Equilibrium points in differential equations are values where the derivative is zero, indicating that the system is at rest at these points.
In simpler terms, equilibrium points are where the rate of change, \( \frac{dy}{dx} \), equals zero. This means at those points, the function \( y \) is not changing.
In our exercise, we have the equation \( \frac{dy}{dx} = (y+2)(y-3) \). To find the equilibrium points:

• Set each factor in the equation to zero: \( y + 2 = 0 \) and \( y - 3 = 0 \).
• Solving these, we get \( y = -2 \) and \( y = 3 \).

These are the points where the slope of the function is zero, meaning they are horizontal tangents on the graph. Understanding these points is crucial as they form the foundation for further stability analysis and graphical representations.

A phase line is a simple graphical tool used to understand the behavior of solutions to differential equations around equilibrium points.
It is essentially a one-dimensional diagram that shows these equilibrium points and indicates the direction of movement towards or away from them.
For the given equation \( \frac{dy}{dx} = (y+2)(y-3) \), we create a phase line by:

• Drawing a vertical line, symbolizing the \( y \)-axis.
• Marking the equilibrium points, \( y = -2 \) and \( y = 3 \).
• Determining the sign of \( \frac{dy}{dx} \) in different intervals:
  • For \( y < -2 \) and \( y > 3 \), \( \frac{dy}{dx} < 0 \), indicating the graph moves downwards.
  • Between \( y = -2 \) and \( y = 3 \), \( \frac{dy}{dx} > 0 \), showing upward movement.

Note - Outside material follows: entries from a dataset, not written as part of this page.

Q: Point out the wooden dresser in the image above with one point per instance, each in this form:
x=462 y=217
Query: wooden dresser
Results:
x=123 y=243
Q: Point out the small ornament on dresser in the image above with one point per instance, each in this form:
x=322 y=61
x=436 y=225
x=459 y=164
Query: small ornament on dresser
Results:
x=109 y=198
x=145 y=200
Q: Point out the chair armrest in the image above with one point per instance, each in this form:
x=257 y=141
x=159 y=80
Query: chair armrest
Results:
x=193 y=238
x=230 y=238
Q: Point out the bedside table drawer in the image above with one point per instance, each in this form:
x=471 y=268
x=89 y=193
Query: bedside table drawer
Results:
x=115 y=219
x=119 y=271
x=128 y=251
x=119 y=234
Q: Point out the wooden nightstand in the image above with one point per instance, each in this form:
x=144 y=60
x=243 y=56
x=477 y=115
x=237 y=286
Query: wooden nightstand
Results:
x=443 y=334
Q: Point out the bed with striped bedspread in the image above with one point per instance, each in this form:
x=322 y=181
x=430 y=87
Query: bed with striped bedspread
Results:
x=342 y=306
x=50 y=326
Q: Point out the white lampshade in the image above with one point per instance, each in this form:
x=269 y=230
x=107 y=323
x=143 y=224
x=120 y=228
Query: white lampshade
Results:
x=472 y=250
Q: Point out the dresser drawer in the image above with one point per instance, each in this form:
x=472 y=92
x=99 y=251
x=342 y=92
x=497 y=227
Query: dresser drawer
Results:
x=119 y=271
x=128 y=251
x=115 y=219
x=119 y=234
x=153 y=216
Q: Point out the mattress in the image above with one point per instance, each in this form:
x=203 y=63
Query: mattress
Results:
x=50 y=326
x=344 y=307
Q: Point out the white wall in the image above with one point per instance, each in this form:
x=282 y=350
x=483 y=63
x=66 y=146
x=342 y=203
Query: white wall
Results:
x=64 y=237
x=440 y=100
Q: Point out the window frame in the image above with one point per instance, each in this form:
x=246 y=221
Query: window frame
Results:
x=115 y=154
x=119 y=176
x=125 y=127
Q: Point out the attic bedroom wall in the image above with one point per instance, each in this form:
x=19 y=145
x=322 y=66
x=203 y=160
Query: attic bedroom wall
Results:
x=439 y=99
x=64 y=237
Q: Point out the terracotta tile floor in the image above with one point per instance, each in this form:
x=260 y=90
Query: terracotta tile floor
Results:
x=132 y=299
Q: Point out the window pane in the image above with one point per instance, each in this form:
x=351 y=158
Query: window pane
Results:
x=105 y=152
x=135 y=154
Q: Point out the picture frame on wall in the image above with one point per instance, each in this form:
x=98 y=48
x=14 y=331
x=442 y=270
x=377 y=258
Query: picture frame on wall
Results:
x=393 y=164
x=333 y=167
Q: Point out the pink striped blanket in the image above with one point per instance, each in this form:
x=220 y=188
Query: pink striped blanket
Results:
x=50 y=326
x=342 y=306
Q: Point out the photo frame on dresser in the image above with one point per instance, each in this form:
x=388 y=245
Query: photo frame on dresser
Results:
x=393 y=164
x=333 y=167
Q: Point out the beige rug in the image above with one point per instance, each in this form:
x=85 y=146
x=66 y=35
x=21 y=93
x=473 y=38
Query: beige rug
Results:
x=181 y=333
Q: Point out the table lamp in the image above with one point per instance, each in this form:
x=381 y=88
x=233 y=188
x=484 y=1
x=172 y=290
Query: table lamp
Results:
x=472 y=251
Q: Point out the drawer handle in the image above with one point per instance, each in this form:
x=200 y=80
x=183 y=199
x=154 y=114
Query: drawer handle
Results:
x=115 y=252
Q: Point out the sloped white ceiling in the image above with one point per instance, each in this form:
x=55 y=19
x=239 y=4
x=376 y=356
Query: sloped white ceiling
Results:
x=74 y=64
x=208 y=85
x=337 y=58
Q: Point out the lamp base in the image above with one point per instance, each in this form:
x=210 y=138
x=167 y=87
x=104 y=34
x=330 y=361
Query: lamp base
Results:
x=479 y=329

The phase line helps visualize the stability: movements towards \( y = -2 \) suggest stability, while movements away from \( y = 3 \) indicate instability.

Stability analysis in the context of differential equations examines whether solutions will gravitate towards or diverge from equilibrium points over time.
This is crucial as it determines the long-term behavior of the system's solutions.
To analyze stability, consider the sign changes in \( \frac{dy}{dx} = (y+2)(y-3) \) as you cross each equilibrium point:

• At \( y = -2 \), the derivative changes from positive to negative, indicating that solutions move towards this point, making it a stable equilibrium.
• For \( y = 3 \), the derivative changes from negative to positive, suggesting that solutions move away from this point, marking it as unstable.

Beyond first derivatives, looking at the second derivative \( \frac{d^2y}{dx^2} \) provides more insight:

• If \( \frac{d^2y}{dx^2} < 0 \), the function is concave down, supporting stability, as seen at \( y = -2 \).
• If \( \frac{d^2y}{dx^2} > 0 \), like at \( y = 3 \), the curvature is concave up, reinforcing instability.

Through stability analysis, you understand not just where equilibrium points lie, but how solutions respond around them.